Soprattutto nella seconda metà degli anni Ottanta, l'innovazione nelle imprese più grandi non si è limitata all'introduzione di sistemi di produzione tecnologicamente all'avanguardia, né all'introduzione di nuovi prodotti, ma ha riguardato anche l'organizzazione commerciale e le strategie di internazionalizzazione. Per quanto concerne quest'ultimo aspetto, si assiste nel corso dell'ultimo decennio a una profonda trasformazione del settore tessile italiano. Al ben noto peso del tessile-abbigliamento sulle esportazioni totali italiane (tra il 1983 e il 1993 circa il 12% del totale) e al contributo fondamentale al saldo commerciale con l'estero (il saldo attivo del settore tessile ammonta a circa 3/4 del deficit energetico), si associa dopo il 1985 un processo di crescita internazionale delle imprese italiane. La crescita dimensionale che ha riguardato i principali gruppi (come Miroglio e Marzotto) e la spinta rappresentata dal ''cambio forte'' hanno indotto la scelta dell'internazionalizzazio ne produttiva da parte delle imprese più grandi.
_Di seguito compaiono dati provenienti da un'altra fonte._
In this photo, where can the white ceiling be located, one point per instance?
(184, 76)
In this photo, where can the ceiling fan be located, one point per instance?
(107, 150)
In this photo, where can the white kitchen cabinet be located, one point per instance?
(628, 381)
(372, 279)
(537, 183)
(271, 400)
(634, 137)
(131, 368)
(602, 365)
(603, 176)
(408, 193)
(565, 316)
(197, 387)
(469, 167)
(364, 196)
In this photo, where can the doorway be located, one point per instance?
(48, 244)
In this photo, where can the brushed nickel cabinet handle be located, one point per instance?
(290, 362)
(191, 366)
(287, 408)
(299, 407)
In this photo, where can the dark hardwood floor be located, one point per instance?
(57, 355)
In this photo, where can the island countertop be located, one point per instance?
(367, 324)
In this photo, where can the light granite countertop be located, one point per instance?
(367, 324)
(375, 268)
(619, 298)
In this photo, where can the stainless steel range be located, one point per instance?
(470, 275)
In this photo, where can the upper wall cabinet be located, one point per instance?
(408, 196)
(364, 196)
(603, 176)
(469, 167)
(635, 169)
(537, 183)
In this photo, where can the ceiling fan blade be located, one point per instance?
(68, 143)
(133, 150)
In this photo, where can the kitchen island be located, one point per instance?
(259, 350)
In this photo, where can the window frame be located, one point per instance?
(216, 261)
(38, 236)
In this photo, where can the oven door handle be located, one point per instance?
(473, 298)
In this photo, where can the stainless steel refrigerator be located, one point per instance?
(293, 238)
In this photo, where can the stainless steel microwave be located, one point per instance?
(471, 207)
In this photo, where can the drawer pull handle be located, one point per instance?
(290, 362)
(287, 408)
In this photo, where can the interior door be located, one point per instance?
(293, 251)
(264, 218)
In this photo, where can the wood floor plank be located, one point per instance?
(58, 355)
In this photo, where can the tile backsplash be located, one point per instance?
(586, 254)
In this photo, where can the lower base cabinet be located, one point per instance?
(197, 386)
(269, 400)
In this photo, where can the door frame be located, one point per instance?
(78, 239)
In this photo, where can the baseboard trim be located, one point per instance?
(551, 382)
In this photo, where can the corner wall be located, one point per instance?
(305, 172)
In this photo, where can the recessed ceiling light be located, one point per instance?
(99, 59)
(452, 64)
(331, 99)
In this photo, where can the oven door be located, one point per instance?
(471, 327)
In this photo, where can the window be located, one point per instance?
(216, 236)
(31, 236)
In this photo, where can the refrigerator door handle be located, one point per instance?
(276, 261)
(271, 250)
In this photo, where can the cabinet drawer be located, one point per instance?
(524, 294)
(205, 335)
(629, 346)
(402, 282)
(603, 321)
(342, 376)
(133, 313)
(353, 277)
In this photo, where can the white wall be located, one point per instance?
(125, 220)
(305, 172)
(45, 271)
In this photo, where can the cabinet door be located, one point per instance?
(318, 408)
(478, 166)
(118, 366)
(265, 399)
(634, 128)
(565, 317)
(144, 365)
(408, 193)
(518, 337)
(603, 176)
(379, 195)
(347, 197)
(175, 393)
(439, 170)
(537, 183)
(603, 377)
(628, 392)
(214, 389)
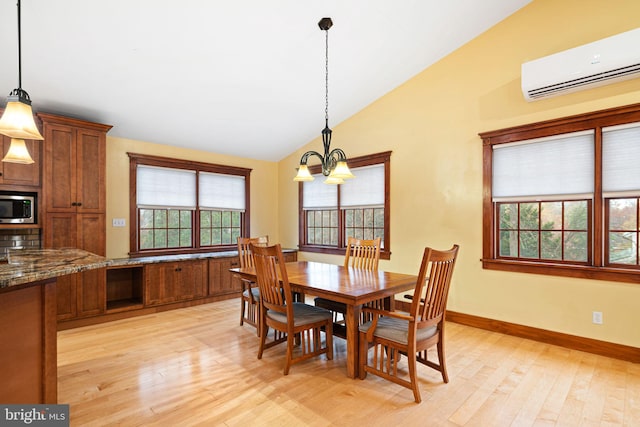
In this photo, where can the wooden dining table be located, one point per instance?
(352, 286)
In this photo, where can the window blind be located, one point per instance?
(220, 191)
(366, 189)
(621, 158)
(165, 187)
(318, 195)
(558, 165)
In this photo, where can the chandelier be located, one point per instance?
(334, 162)
(17, 121)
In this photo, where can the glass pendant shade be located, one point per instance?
(17, 121)
(18, 153)
(333, 180)
(342, 171)
(303, 174)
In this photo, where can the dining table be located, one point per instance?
(355, 287)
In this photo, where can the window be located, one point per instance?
(562, 197)
(179, 206)
(329, 214)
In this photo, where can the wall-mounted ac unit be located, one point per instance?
(605, 61)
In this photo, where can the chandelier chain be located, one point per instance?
(326, 78)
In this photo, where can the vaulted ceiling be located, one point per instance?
(238, 77)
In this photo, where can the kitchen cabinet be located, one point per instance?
(73, 206)
(20, 174)
(221, 282)
(79, 294)
(175, 281)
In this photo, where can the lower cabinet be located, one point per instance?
(221, 282)
(81, 294)
(96, 295)
(175, 281)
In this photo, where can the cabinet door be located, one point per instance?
(221, 281)
(60, 168)
(160, 283)
(66, 297)
(91, 285)
(154, 280)
(19, 174)
(91, 164)
(190, 282)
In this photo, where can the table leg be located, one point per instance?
(352, 320)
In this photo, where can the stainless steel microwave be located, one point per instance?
(17, 209)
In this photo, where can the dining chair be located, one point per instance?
(392, 333)
(301, 323)
(250, 295)
(360, 253)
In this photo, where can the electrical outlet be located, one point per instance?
(596, 317)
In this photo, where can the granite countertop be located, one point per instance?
(31, 265)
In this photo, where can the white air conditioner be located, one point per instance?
(605, 61)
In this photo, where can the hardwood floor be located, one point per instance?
(197, 366)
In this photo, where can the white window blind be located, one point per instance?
(621, 158)
(221, 191)
(165, 187)
(366, 189)
(318, 195)
(559, 165)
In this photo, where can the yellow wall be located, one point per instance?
(264, 191)
(431, 123)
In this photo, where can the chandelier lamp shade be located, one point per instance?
(334, 162)
(17, 120)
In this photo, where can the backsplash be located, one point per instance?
(18, 238)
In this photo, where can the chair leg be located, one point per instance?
(329, 340)
(411, 358)
(290, 343)
(263, 328)
(443, 364)
(363, 355)
(242, 308)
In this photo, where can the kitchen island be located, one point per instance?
(28, 331)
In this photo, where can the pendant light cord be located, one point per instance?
(326, 79)
(19, 51)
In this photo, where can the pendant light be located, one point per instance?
(17, 121)
(334, 162)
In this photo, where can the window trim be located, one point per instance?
(593, 120)
(354, 162)
(136, 159)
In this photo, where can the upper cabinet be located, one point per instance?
(16, 174)
(75, 163)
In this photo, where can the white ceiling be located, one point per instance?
(239, 77)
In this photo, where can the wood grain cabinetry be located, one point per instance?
(74, 199)
(175, 281)
(18, 174)
(221, 282)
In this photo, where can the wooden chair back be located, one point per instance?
(432, 288)
(271, 276)
(362, 253)
(244, 251)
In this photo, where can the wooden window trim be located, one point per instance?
(593, 120)
(355, 162)
(136, 159)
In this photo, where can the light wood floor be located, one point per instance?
(197, 366)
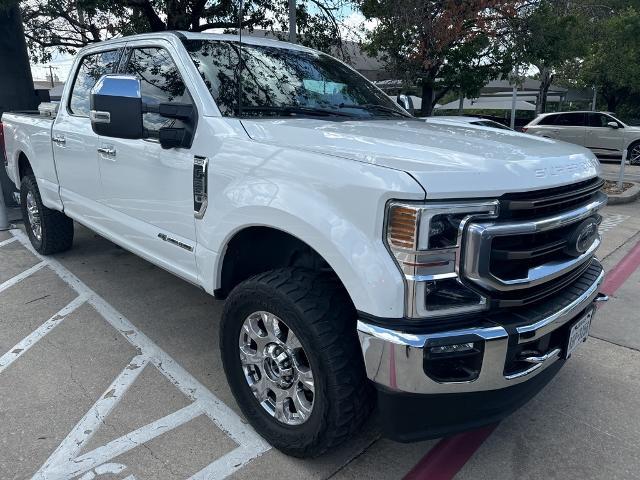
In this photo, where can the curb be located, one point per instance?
(628, 196)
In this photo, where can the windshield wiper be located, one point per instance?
(374, 107)
(293, 110)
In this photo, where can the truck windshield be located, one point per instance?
(280, 82)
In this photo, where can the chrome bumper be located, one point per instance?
(395, 359)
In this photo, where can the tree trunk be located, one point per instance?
(16, 83)
(426, 110)
(545, 82)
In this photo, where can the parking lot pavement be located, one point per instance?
(109, 368)
(611, 171)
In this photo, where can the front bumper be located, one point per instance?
(395, 362)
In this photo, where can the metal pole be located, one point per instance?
(514, 97)
(623, 163)
(292, 21)
(4, 219)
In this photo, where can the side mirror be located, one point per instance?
(406, 102)
(116, 107)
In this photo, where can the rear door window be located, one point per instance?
(570, 120)
(92, 67)
(600, 120)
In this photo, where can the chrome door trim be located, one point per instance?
(200, 192)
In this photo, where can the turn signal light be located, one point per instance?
(402, 227)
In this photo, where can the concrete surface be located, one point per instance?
(79, 392)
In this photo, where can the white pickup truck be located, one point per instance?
(443, 273)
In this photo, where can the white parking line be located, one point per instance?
(26, 343)
(63, 463)
(21, 276)
(57, 465)
(132, 440)
(7, 241)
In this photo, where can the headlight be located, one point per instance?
(425, 240)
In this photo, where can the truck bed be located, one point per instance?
(28, 135)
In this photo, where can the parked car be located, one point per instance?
(453, 269)
(601, 132)
(464, 120)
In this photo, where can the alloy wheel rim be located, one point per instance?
(276, 368)
(33, 213)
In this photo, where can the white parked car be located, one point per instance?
(465, 121)
(601, 132)
(451, 268)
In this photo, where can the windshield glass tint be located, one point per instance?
(278, 81)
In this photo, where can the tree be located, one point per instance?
(548, 35)
(67, 25)
(16, 84)
(613, 60)
(442, 44)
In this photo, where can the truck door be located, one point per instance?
(75, 143)
(147, 189)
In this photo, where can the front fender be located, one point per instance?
(335, 206)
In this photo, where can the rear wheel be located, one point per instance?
(633, 154)
(291, 354)
(50, 231)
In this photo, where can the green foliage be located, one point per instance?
(443, 45)
(67, 25)
(613, 61)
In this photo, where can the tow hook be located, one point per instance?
(601, 297)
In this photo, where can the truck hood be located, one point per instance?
(449, 161)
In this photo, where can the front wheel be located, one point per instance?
(633, 154)
(50, 231)
(292, 358)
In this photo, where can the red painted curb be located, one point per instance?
(449, 456)
(622, 271)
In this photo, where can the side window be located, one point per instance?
(91, 68)
(160, 82)
(548, 120)
(571, 120)
(598, 120)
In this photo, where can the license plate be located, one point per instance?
(579, 333)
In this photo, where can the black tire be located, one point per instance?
(317, 309)
(56, 227)
(630, 152)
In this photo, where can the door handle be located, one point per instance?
(107, 151)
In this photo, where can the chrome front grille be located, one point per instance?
(549, 201)
(527, 251)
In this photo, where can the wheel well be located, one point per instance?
(259, 249)
(24, 167)
(631, 146)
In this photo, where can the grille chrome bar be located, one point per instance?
(477, 248)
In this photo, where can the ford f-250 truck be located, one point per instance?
(452, 268)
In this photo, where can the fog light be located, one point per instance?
(456, 362)
(455, 348)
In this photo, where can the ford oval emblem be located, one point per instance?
(582, 237)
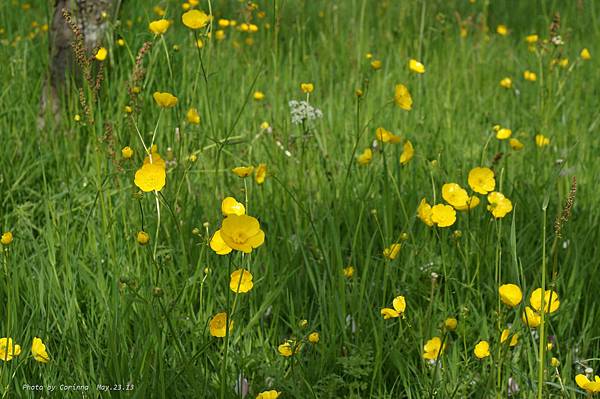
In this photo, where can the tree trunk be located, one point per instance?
(91, 16)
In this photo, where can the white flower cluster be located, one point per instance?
(302, 111)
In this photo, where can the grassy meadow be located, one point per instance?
(395, 219)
Nei pochi anni dal 1985 al 1991 le filiali all'estero di imprese italiane passano da 27 a 39 (al netto dei disinvestimenti), gli occupati da 5900 a 8600, il rapporto tra occupati all'estero e occupazione nazionale dallo 0,9% al 2,8%. Parallelamente cresce il ricorso delle imprese al traffico di perfezionamento passivo, attraverso il quale vengono fatte eseguire all'estero parti di lavorazioni per mezzo di esportazioni temporanee. Anche l'accresciuta incidenza delle importazioni sul consumo (passata dal 10% del 1985 al 17,5% del 1992) può essere in parte interpretata come un riflesso della crescita delle partecipazioni delle imprese italiane all'estero. L'evoluzione del quadro politico nei paesi dell'Est europeo a partire dal 1989 verificatasi contemporaneamente all'accresciuta propensione multinazionale del sistema tessile italiano offre ulteriori opportunità per proseguire in questa strategia.
Il contesto della competizione internazionale entro cui operano le imprese italiane si è modificato nel corso del biennio 1992-93, a seguito di due principali eventi. In primo luogo, la consistente svalutazione dei cambi ha riportato la competitività di prezzo ai livelli degli anni Ottanta. In secondo luogo, è mutato il regime che governa l'interscambio mondiale di prodotti tessili, in coincidenza con la chiusura dei negoziati dell'Uruguay Round del GATT. Dal 1° gennaio 1995 il settore tessile affronta il progressivo smantellamento dell'AMF, il sistema di quote alle importazioni dai paesi in via di sviluppo che ha governato gli scambi mondiali dal 1973. Il processo che è stato avviato porterà ad azzerare in dieci anni le quote stabilite dall'AMF, secondo uno schema che prevede per ogni paese aderente all'Accordo una liberalizzazione a partire dal 1995 di una quota delle importazioni pari al 16% del volume totale registrato nel 1990, seguita da ulteriori riduzioni delle limitazioni al commercio nel 1998 e nel 2002. È sempre più chiaro come la competizione internazionale nel settore tessile si svolga in misura crescente sul piano delle conoscenze, delle tecnologie e delle idee e sempre meno sul tradizionale terreno dei bassi costi della manodopera.
Bibl.: Confederazione Generale dell'Industria italiana, L'industria italiana alla metà del secolo XX, Roma 1953; S. Mariotti, Efficienza e struttura economica: il caso tessile-abbigliamento, Milano 1982; IRS, Rapporto del settore tessile-abbigliamento, ivi 1989.